Inside the church, Goliath has installed several filmed versions of Elegy, her ongoing performance series dedicated to victims of atrocities in South Africa and beyond. The series has long addressed femicide, the killings of queer people and women, and the German-led genocide in colonial Namibia in the early 1900s. In Venice, a new edition centers on Gazan poet Hiba Abu Nada, who was killed by an Israeli airstrike in October 2023, and places her memory alongside other murdered Palestinians across five screens at the center of the nave.
The sound is as important as the image. The women’s voices in the work hold a single note, then separate, then merge again, creating a lament that seems to move through the church’s stone acoustics. The setting intensifies the piece’s charge: Black and brown bodies appear beneath the idealized white Christian figures painted in the church’s murals, a juxtaposition that sharpens the work’s argument about whose lives are publicly mourned and whose are not.

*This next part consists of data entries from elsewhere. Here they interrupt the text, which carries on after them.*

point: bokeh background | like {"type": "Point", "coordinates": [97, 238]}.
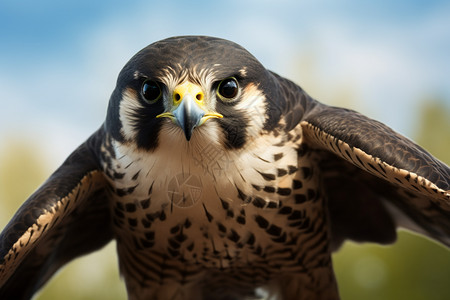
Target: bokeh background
{"type": "Point", "coordinates": [387, 59]}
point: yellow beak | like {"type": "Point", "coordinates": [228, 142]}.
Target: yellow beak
{"type": "Point", "coordinates": [188, 108]}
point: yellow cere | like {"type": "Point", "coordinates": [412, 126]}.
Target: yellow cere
{"type": "Point", "coordinates": [188, 88]}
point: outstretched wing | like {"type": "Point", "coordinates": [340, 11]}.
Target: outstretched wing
{"type": "Point", "coordinates": [374, 178]}
{"type": "Point", "coordinates": [66, 217]}
{"type": "Point", "coordinates": [377, 179]}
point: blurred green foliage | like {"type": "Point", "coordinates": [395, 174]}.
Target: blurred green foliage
{"type": "Point", "coordinates": [413, 268]}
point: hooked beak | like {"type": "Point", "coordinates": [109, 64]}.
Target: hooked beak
{"type": "Point", "coordinates": [188, 109]}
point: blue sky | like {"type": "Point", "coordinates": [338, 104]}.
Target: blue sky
{"type": "Point", "coordinates": [59, 60]}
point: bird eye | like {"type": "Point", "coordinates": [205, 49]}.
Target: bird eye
{"type": "Point", "coordinates": [228, 88]}
{"type": "Point", "coordinates": [151, 91]}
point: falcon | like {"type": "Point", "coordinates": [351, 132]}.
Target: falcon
{"type": "Point", "coordinates": [218, 177]}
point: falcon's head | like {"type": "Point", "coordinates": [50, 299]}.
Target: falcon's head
{"type": "Point", "coordinates": [191, 89]}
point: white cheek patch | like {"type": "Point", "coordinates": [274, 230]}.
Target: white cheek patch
{"type": "Point", "coordinates": [253, 104]}
{"type": "Point", "coordinates": [129, 105]}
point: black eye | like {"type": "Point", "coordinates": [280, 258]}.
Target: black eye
{"type": "Point", "coordinates": [151, 91]}
{"type": "Point", "coordinates": [228, 88]}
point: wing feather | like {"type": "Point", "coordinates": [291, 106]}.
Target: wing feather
{"type": "Point", "coordinates": [66, 217]}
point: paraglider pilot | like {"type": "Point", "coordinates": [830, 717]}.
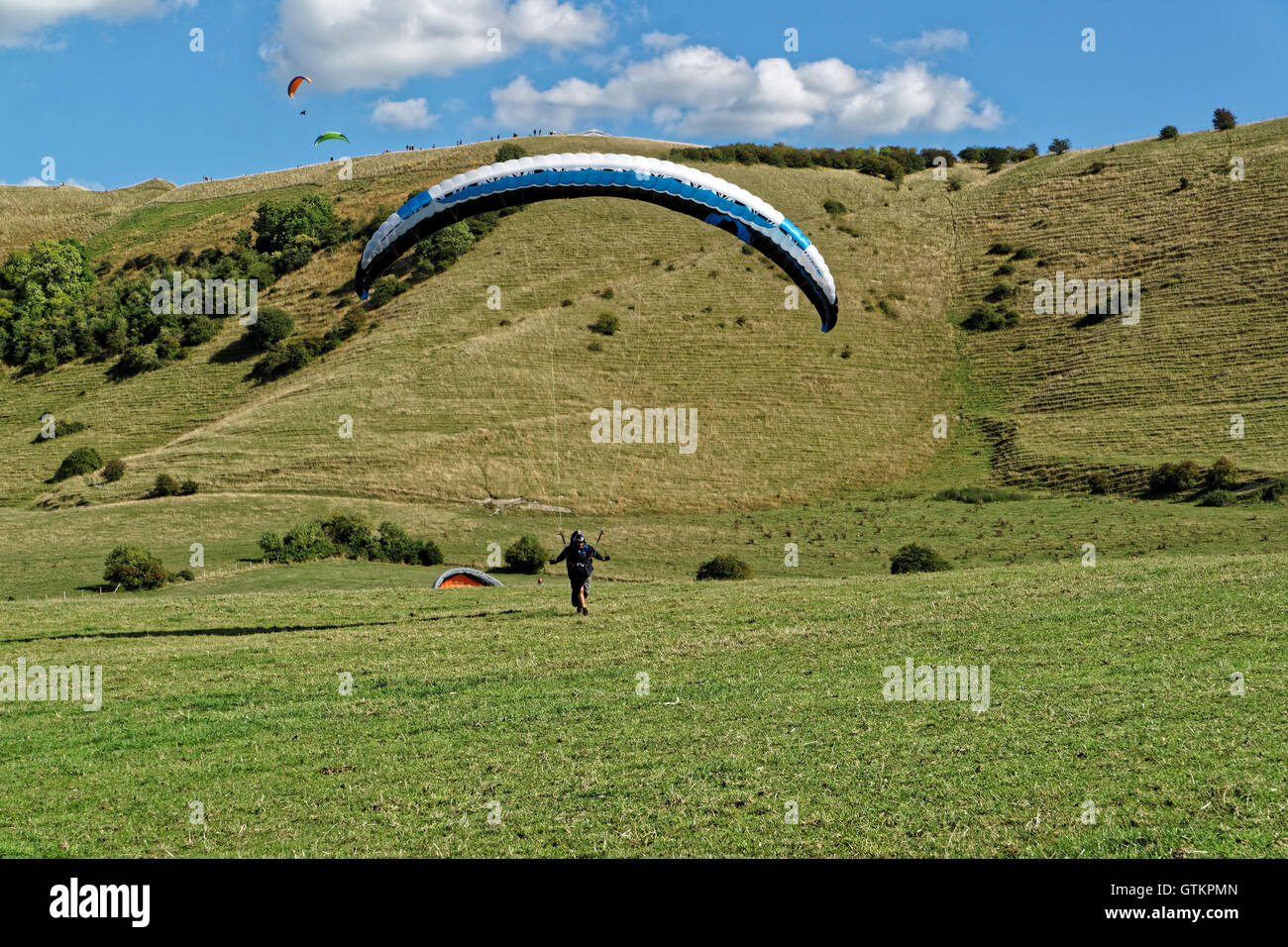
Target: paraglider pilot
{"type": "Point", "coordinates": [579, 556]}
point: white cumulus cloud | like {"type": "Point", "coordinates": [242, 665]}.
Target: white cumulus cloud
{"type": "Point", "coordinates": [408, 114]}
{"type": "Point", "coordinates": [368, 44]}
{"type": "Point", "coordinates": [662, 42]}
{"type": "Point", "coordinates": [932, 42]}
{"type": "Point", "coordinates": [24, 22]}
{"type": "Point", "coordinates": [700, 91]}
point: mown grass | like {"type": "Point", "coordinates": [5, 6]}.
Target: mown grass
{"type": "Point", "coordinates": [52, 553]}
{"type": "Point", "coordinates": [1108, 684]}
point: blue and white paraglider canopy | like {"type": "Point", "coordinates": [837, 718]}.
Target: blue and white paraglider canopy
{"type": "Point", "coordinates": [550, 176]}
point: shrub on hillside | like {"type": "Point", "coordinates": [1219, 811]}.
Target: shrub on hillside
{"type": "Point", "coordinates": [283, 360]}
{"type": "Point", "coordinates": [446, 247]}
{"type": "Point", "coordinates": [393, 544]}
{"type": "Point", "coordinates": [351, 532]}
{"type": "Point", "coordinates": [526, 556]}
{"type": "Point", "coordinates": [1004, 290]}
{"type": "Point", "coordinates": [114, 471]}
{"type": "Point", "coordinates": [510, 153]}
{"type": "Point", "coordinates": [165, 484]}
{"type": "Point", "coordinates": [1167, 479]}
{"type": "Point", "coordinates": [137, 360]}
{"type": "Point", "coordinates": [307, 541]}
{"type": "Point", "coordinates": [429, 553]}
{"type": "Point", "coordinates": [269, 328]}
{"type": "Point", "coordinates": [1222, 475]}
{"type": "Point", "coordinates": [722, 569]}
{"type": "Point", "coordinates": [198, 330]}
{"type": "Point", "coordinates": [917, 558]}
{"type": "Point", "coordinates": [1274, 489]}
{"type": "Point", "coordinates": [82, 460]}
{"type": "Point", "coordinates": [1218, 497]}
{"type": "Point", "coordinates": [606, 324]}
{"type": "Point", "coordinates": [134, 569]}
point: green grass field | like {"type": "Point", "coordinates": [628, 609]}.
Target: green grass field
{"type": "Point", "coordinates": [1111, 684]}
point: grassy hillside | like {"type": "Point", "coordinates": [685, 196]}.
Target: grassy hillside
{"type": "Point", "coordinates": [455, 403]}
{"type": "Point", "coordinates": [1109, 685]}
{"type": "Point", "coordinates": [1073, 394]}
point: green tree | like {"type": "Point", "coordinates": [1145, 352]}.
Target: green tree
{"type": "Point", "coordinates": [134, 569]}
{"type": "Point", "coordinates": [526, 556]}
{"type": "Point", "coordinates": [510, 153]}
{"type": "Point", "coordinates": [269, 328]}
{"type": "Point", "coordinates": [277, 223]}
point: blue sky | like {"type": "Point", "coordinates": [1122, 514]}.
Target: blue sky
{"type": "Point", "coordinates": [111, 90]}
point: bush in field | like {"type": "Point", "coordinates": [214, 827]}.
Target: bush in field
{"type": "Point", "coordinates": [200, 329]}
{"type": "Point", "coordinates": [349, 532]}
{"type": "Point", "coordinates": [429, 553]}
{"type": "Point", "coordinates": [510, 153]}
{"type": "Point", "coordinates": [395, 545]}
{"type": "Point", "coordinates": [917, 558]}
{"type": "Point", "coordinates": [722, 569]}
{"type": "Point", "coordinates": [82, 460]}
{"type": "Point", "coordinates": [606, 324]}
{"type": "Point", "coordinates": [137, 360]}
{"type": "Point", "coordinates": [271, 547]}
{"type": "Point", "coordinates": [1167, 479]}
{"type": "Point", "coordinates": [1222, 475]}
{"type": "Point", "coordinates": [527, 556]}
{"type": "Point", "coordinates": [1274, 489]}
{"type": "Point", "coordinates": [446, 247]}
{"type": "Point", "coordinates": [133, 569]}
{"type": "Point", "coordinates": [1218, 497]}
{"type": "Point", "coordinates": [269, 328]}
{"type": "Point", "coordinates": [114, 471]}
{"type": "Point", "coordinates": [307, 541]}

Goliath said at the exhibition’s opening on Monday that McKenzie’s letters made the minister’s position explicit. According to the artist, he said the material dealing with South African femicide and the Ovaherero and Nama genocide was acceptable, but the Palestinian section had to be removed. The cancellation, she suggested, is not only about one artwork. It reflects a broader refusal to treat Palestinian life as grievable, even as South Africa has taken Israel to the International Court of Justice over genocide.
Over the past decade, Goliath said, she has been asking a central question: whose lives count, and whose deaths are recognized as worthy of mourning? That question now extends beyond the installation itself. Alongside the Venice presentation, she will launch the Elegy Reader, a published collection of poems responding to Gaza, Namibia, South African femicide, and other conflicts, with a public reading in Venice. In a Biennale shaped by national pavilions and official narratives, Goliath’s relocated work offers a quieter but more unsettling proposition: that the spaces of art can still become sites of public grief, even when governments try to close them off.